When I was 10, I started home-schooling, which I preferred. However, I continued to hate math and anything related to it. My mother and stepfather, who both loved math in school, said I should view it as a challenge, but it was one I had no interest in undertaking. They also commented on how "scary" it was that I could sit there with a algebra problem just "spinning my wheels," unable to understand the process. I fantasized about dissolving my Chemistry textbook in acid, but I never got around to it. I did, at one point, become so frustrated that I tore out a page, crumbled it up and spit on it.
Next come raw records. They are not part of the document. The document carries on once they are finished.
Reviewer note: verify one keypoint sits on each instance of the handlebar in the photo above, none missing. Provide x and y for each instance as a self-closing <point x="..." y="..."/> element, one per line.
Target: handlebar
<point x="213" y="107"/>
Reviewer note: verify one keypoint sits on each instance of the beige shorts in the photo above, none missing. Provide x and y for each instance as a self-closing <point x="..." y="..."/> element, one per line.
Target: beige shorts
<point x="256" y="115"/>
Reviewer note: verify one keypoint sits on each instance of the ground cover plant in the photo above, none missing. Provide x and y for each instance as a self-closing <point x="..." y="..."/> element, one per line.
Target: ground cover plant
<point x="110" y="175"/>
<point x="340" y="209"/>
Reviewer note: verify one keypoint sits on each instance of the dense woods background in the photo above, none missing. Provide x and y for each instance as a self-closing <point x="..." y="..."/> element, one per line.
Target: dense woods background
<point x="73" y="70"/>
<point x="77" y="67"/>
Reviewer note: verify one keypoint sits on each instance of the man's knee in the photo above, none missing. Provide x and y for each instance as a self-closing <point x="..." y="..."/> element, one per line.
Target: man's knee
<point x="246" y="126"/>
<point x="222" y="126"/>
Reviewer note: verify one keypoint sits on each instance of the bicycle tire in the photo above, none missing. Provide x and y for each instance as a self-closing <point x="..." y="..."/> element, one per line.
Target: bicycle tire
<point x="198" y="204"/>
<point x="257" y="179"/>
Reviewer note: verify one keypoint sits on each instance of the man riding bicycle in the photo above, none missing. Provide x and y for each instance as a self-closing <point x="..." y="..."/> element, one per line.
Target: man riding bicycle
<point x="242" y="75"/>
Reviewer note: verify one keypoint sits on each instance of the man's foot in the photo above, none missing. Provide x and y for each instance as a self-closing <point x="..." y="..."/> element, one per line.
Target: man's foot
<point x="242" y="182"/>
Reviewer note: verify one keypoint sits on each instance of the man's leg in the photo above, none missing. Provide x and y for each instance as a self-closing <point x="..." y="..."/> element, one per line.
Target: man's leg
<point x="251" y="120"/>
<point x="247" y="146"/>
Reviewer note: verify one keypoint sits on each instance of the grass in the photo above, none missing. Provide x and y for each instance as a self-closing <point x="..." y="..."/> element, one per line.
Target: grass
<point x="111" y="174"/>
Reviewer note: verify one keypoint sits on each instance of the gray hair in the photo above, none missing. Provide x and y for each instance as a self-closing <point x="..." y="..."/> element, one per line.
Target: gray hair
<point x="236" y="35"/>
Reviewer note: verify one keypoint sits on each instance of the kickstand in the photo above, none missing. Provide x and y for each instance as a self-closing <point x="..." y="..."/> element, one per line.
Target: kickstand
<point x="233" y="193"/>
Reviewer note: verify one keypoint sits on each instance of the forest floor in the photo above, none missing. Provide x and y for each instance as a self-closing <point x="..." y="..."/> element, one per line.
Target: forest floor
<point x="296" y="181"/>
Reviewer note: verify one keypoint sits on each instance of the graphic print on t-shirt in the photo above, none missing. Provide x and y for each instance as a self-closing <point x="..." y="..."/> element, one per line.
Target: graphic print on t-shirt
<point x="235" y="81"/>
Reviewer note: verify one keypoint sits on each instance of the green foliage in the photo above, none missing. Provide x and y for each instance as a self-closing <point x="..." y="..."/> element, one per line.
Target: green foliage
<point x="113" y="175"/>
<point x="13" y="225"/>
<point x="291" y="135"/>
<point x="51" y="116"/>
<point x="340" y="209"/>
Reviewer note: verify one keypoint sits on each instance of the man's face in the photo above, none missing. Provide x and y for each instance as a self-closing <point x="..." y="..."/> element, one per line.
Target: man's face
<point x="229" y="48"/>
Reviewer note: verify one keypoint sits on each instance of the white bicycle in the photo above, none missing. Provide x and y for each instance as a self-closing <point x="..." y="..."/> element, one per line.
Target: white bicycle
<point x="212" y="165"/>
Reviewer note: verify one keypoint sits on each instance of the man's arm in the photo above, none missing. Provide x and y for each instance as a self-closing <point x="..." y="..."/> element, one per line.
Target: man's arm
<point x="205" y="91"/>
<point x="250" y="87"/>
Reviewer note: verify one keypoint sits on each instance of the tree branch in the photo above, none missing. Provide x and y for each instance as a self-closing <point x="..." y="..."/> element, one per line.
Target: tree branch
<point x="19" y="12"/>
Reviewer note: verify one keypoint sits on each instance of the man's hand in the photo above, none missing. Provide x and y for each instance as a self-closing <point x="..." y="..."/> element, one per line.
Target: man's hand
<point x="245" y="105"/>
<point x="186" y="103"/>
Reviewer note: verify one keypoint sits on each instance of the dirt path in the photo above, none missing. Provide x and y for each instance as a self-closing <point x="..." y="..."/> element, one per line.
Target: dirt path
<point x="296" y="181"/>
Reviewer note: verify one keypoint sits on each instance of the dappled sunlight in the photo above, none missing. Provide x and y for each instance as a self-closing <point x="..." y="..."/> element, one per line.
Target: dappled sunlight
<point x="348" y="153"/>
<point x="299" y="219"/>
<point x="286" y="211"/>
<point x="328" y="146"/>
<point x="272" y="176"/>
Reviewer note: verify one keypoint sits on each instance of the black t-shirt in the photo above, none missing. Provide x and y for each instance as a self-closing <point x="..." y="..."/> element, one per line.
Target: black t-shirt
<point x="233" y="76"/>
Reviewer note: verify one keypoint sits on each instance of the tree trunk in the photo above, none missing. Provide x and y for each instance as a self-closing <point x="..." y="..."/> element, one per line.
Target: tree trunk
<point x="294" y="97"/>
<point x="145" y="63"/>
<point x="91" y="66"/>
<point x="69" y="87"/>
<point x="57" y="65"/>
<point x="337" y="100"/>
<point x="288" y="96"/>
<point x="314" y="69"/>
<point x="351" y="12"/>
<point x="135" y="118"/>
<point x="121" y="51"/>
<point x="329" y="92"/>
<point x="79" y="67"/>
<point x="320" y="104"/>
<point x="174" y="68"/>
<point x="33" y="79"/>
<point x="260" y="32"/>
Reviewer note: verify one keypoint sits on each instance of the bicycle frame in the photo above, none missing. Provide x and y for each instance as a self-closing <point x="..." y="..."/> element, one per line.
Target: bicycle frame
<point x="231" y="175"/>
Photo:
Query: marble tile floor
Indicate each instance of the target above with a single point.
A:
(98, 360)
When I took the G.E.D. at 18, I tested in the 90th+ percentile in every area except math, though I also performed decently in that.



Joe90
Veteran
Veteran

User avatar

Joined: 23 Feb 2010
Gender: Female
Posts: 20,153
Location: South-East England

12 May 2021, 2:20 pm

Nope, just hyperactive, emotional, whiny and wimpy.


_________________
Female
Aged 31
On antidepressants
Have ASD, ADHD and anxiety disorder
Empathy score: 61 out of a possible 80. (High)


longshot
Veteran
Veteran

User avatar

Joined: 4 Dec 2018
Gender: Male
Posts: 4,418
Location: In some fictional location

13 May 2021, 7:10 pm

Well, as often I say to people in my life be it online or offline; I was, never gifted in fact, I tended to flounder while in school overall, as there were no means of help for me till, I was in high school and beyond, yet that was not substantial. Anyways, I feel many autistic people have a great many unused abilities and talents overall that, go unrecognized initially.


_________________
I need serenity
In a place where I can hide
I need serenity
Nothing changes, days go by


Nades
Veteran
Veteran

Joined: 8 Jan 2017
Age: 1930
Gender: Male
Posts: 659
Location: wales

15 May 2021, 1:01 pm

Nope I wasn't at all. I was put into special needs for the first two years of high school. I went into mainstream in the end and passed with strangely a higher than average amount of GCSE's and got passes in all but one.

Gifted or not I think it matters little in the long run. I think not shying away from challenges and life experiences will do far more good for an aspie than being gifted. The aspies who are the worst emotional wrecks I've seen throughout my life are the ones that were aggressively molly coddled to the point of being made mentally disabled.